De l’avis de toutes les parties impliquées, l’intervention d’aumôniers musulmans a fait ses preuves. Selon le SEM, ils sont devenus des médiateurs entre les pays d’origine des demandeurs et la Suisse. Le SEM déclarait aussi, à la mi-février 2018, que l’aumônerie musulmane représente une réelle plus-value, tant du point de vue des demandeurs d’asile que du personnel soignant ou encore des aumôniers chrétiens. Ces déclarations s’appuient sur un rapport d’évaluation rédigé par le Centre Suisse Islam et Société (CSIS) de l’Université de Fribourg, qui estime que les aumôniers musulmans favorisent notamment le dialogue interreligieux. La Fédération des Églises protestantes de Suisse note par ailleurs que ce service permet de prévenir des conflits et contribue à l’amélioration du vivre ensemble dans les centres fédéraux.
Selon le rapport du CSIS, les aumôniers musulmans se sont tenus à disposition des demandeurs pour des échanges spontanés et se sont entretenus de façon approfondie avec des demandeurs d’asile originaires d’une vingtaine de pays. Ces entretiens ont dans l’ensemble été évalués très positivement par les demandeurs, tout particulièrement en raison du cadre de confiance dans lequel ils se déroulent. La collaboration étroite entre les aumôniers et le personnel soignant, dont la mutualisation des compétences a permis de résoudre certains problèmes de santé et psychologiques des demandeurs, a elle aussi été évaluée positivement.
Financements recherchés
Malgré une évaluation globalement très positive, l’initiative ne sera pas étendue à l’ensemble des centres fédéraux pour le moment. En effet – et comme l’expliquait un porte-parole du SEM en novembre dernier dans une interview à la RTS – l’absence de base légale rend impossible sur le long terme un financement de l’aumônerie musulmane par la Confédération.
Le projet a toutefois pu être prolongé à Zurich. Actuellement, un financement est assuré par le biais d’une association créée pour l’aumônerie des Hôpitaux du canton de Zurich. Belkis Osman et l’un de ses collègues conservent leur accréditation auprès du SEM et peuvent ainsi poursuivre leur mission dans le centre fédéral zurichois.

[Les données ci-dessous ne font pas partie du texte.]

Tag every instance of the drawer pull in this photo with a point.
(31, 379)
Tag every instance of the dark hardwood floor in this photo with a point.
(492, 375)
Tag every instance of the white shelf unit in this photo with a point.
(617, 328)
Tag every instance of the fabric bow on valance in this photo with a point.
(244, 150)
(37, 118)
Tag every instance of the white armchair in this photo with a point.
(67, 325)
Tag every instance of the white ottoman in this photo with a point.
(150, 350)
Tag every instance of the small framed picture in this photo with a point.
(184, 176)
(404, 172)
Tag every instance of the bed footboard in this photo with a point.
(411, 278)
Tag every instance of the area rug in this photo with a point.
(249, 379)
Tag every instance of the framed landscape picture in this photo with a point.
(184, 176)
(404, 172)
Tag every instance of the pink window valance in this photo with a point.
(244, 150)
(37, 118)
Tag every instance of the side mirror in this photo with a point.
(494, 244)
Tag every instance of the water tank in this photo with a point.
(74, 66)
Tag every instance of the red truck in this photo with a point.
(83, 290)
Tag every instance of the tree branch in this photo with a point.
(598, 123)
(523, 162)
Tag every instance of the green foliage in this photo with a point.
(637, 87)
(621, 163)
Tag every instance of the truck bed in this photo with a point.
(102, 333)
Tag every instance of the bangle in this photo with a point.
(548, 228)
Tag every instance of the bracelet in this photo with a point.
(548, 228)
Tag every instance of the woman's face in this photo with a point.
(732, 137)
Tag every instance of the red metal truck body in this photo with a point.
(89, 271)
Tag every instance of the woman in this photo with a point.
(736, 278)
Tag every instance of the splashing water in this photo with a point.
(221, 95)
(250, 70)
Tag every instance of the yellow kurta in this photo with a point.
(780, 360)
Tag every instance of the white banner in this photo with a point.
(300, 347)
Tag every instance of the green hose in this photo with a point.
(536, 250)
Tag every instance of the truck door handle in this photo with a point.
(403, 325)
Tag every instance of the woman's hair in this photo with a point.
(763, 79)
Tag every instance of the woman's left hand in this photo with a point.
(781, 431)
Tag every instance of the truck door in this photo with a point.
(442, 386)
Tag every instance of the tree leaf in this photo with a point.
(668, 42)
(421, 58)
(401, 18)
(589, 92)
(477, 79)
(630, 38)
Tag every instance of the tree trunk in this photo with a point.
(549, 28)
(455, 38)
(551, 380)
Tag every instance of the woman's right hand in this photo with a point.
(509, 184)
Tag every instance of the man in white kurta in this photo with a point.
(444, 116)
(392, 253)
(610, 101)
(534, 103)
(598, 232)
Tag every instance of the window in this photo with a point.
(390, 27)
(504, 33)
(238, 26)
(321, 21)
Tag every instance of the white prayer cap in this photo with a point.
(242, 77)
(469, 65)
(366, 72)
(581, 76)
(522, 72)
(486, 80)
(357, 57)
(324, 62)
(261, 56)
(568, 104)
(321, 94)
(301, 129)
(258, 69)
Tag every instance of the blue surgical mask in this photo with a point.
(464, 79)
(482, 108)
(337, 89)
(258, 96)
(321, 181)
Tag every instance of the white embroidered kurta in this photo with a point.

Cette incertitude complique cependant le travail de Mme Osman: elle empêche une planification sur le long terme, bien qu’un financement soit désormais assuré jusqu’en août 2020. L’espoir demeure cependant – à l’issue d’une phase pilote couronnée de succès – qu’une solution durable soit trouvée pour ancrer ce service dans le nouveau système d’asile suisse. Il serait par ailleurs très positif, de l’avis de Belkis Osman, que des espaces adaptés à des entretiens plus approfondis soient prévus pour l’ouverture du nouveau centre sur le site du Duttweiler-Areal.